National Peace Corps Association (NPCA) faces a situation similar to many nonprofit organizations: they have a small team and big opportunities to move forward many different initiatives.
NPCA is separate from the Peace Corps government agency, yet closely connected and in sync with Peace Corps’ work. The organization’s mission is to champion Volunteers’ lifelong commitment to Peace Corps ideals (sustainable human development, cross-cultural understanding, and peace). Their three strategic goals are 1) helping the Peace Corps be the best it can be, 2) empowering members and the affiliate groups to thrive, and 3) amplifying their community’s global development impact.
Forum One has a deep connection with NPCA and its mission. In 2016, Forum One led the redesign of the PeaceCorps.gov website — and to boot, a number of Forum One staff are Returned Peace Corps Volunteers themselves (shout out to Chris Wolz, Molly Mattessich and Rachel Grossman!)
Let’s unpack four takeaways from the Collaborative Workshop:
Clarifying their value proposition
We kicked off the workshop by brainstorming the most valuable aspects of the organization. This informed a lively discussion about the most important ways in which NPCA answers its audience’s needs. What stood out most of all: Returned Peace Corps Volunteers want to feel a sense of community and connection to people with shared values and the shared experience of service.
Defining their unique brand
NPCA struggles with branding themselves as a separate entity from their main partner, the Peace Corps. After all, it’s in their name! They coordinate with the government agency on many initiatives but retain their independence as an NGO to advocate on Peace Corps’ behalf. This is a rich branding challenge that we we will detail in a follow up blog next month—sign up to get the update.

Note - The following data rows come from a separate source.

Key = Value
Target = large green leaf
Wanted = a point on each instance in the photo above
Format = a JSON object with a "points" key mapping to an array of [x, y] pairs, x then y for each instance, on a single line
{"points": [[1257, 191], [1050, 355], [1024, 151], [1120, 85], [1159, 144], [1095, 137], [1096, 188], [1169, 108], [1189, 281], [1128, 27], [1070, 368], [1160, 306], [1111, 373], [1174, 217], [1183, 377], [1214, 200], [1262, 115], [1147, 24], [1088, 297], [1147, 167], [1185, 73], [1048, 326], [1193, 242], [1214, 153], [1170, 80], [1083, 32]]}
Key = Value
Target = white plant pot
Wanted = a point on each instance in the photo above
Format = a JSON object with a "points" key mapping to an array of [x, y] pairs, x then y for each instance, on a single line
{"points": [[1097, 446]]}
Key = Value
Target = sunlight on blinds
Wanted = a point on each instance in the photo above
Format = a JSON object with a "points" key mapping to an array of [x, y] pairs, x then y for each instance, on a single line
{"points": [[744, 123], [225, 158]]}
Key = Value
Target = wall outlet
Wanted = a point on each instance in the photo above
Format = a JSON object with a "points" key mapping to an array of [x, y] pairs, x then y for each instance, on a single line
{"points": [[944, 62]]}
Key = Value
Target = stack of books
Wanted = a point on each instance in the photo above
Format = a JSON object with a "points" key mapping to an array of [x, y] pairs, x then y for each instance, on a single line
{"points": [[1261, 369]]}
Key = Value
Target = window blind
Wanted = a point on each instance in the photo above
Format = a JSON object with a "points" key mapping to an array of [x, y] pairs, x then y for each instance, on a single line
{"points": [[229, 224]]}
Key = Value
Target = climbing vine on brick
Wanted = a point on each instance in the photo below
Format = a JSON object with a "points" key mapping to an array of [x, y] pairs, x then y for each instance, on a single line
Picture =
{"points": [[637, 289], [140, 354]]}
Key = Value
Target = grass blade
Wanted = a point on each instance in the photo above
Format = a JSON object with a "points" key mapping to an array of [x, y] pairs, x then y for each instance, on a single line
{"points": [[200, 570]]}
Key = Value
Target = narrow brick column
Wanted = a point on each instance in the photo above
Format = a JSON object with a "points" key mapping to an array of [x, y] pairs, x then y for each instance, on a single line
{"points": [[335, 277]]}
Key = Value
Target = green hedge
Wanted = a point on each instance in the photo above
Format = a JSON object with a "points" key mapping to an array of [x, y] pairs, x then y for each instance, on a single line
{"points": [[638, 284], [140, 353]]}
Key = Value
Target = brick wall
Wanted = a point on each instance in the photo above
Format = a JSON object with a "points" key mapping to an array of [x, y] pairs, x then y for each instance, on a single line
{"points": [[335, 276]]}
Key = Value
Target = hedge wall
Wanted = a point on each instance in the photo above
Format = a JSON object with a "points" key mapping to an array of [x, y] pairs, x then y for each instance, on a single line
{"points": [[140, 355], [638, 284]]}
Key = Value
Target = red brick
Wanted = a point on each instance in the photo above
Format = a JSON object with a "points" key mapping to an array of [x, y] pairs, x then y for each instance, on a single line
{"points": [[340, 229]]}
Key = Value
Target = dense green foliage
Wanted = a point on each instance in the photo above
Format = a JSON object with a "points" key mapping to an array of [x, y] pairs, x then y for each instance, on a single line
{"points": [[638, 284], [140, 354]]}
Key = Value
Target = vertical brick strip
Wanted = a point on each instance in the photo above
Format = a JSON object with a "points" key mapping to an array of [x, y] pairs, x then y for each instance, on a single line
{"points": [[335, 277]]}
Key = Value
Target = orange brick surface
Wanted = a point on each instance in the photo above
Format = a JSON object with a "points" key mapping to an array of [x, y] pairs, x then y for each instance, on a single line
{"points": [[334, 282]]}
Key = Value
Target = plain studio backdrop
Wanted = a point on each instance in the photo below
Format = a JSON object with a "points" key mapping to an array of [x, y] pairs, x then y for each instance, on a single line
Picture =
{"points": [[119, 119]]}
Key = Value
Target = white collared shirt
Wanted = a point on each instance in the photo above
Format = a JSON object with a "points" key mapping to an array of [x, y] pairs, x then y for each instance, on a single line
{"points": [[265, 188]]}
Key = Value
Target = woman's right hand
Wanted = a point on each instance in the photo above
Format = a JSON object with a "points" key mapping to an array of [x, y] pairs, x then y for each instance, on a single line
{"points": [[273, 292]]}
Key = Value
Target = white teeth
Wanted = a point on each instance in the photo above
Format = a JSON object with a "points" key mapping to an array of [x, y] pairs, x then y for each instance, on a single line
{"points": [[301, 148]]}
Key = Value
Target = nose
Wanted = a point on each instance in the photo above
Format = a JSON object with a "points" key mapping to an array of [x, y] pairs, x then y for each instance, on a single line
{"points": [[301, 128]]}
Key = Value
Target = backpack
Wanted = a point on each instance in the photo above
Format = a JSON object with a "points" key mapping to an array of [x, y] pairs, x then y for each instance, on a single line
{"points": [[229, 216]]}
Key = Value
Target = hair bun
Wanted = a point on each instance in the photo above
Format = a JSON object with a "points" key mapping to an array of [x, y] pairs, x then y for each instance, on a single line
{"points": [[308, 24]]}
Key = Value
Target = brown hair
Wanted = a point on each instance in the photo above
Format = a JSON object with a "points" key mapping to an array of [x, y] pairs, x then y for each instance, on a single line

Understanding their primary audiences
First, NPCA has a wide net of audience members whose ages span over seven decades — from those who served in the Peace Corps from 1961 to the present. Faced with a yearly crop of roughly 4,000 new Returned Volunteers potentially interested in joining as members, NPCA struggles to prioritize website content that targets this range of audience members — many of whom are in their late twenties.
We asked the staff the question: “what does success look like?” for NPCA’s two primary audiences, (1) younger, recently-returned volunteers and (2) older, less-recently returned volunteers. This is a great interactive activity that you can use with your teams, where everyone writes down words to answer the question in three minutes. Each person places them in the appropriate audience section on a wall or whiteboard. For NPCA, the discussion about the ideas was one of the richest parts of the workshop.
Prioritizing the ‘asks’ of their audience
Second, as an association that offers so many diverse activities, events, and advocacy and networking opportunities, NPCA has a hard time prioritizing which calls to action get the hottest locations on their site. They also worry about navigation and the trouble that people have finding and acting upon the information that appeals to them most. Again, this is a common concern for nonprofits who have competing stakeholders, donors, Board members, executives, and staff who want their calls to action to be front and center.
Given that Forum One designed and built the current Peace Corps website less than a year ago, we were able to offer insights into the process that we used to build a website that balances the needs of multiple stakeholders while both capturing the essence of Peace Corps and targeting future volunteers to start the application process.
The actions we recommended for NPCA can also work for your non profit
- Make the call to action clear in every communication—theirs is to sign up for free membership.
- Intersperse more quotes and stories throughout the website.
- Share images that reinforce “community.”
- Make sure all communication to audiences makes an emotional connection.